Deleting and Rebuilding Dynamodb Table

Sometimes you might want to update a large DynamoDB table with terrabytes of data. This could involve updating a certain field with a new value, or adding additional field to each record. If this table needs to be online at all time, and if this data cannot be rebuilt from another source, then this might be an issue.

If the table can go offline for a while, and if the table can be built from another source, then one consideration that comes to mine is to use a transformation job, either via AWS EMR or AWS Glue Job, to scan the table, and update it accordingly. Although this option is straightfoward, it is or can be costly, as you will need to consider the cost of reading the table and updating each record. This is because running a transformation for a long period of time with large RCU and WCU can incur cost quickly.

Here is an alternative: you can delete the table, and build it again from the source. This is a less constly approach if you consider that DynamoDB does not incur cost on deleting, and there is no transformation job involved. The cost here is only the WCU done on the table when rebuilding it. Of course, if rebuilding the table is itself a constly operation, then deleting the table might be a terrible option.

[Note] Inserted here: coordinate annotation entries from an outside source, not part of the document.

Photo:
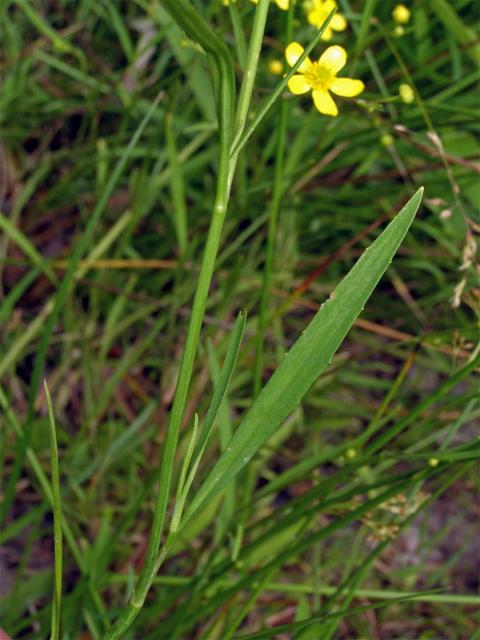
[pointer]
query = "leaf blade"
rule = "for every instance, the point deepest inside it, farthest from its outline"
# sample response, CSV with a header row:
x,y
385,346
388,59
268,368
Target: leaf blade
x,y
308,357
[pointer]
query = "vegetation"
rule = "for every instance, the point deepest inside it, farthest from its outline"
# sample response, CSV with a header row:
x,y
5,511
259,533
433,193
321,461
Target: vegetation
x,y
239,311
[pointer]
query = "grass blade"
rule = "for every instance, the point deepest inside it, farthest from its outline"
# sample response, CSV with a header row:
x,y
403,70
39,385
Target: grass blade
x,y
309,356
57,522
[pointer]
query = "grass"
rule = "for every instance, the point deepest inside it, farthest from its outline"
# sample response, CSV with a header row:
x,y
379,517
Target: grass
x,y
156,267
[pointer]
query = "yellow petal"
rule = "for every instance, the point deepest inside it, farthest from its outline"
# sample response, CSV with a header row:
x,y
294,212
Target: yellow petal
x,y
292,54
298,84
324,102
346,87
333,59
327,34
338,22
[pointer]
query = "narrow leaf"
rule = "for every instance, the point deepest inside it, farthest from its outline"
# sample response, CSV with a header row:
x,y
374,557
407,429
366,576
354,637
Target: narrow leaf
x,y
57,522
308,357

With this option, however, you want to ensure that if you are using an infrastructure-as-code method of deployments, that his will be be affected by the delete-and-build operation. After testing delete-and-build operation in your non-prod environment, test your infrastructure-as-code solution against the environment to ensure that the table is detected correctly.

In my case, I use CDK to manage my infrastructure, and I noticed that rebuilding the table does not cause CDK runs to fail. On the other hand, the CDK does not update the table to ensure that the table matches the specifications mentioned in the CDK. This is likely because CDK only deploys changes if it detects changes in made in the CDK. To work around this, I had to recreate the table to match the CDK configuration exactly.

As with everything, test the changes before making the changes in production.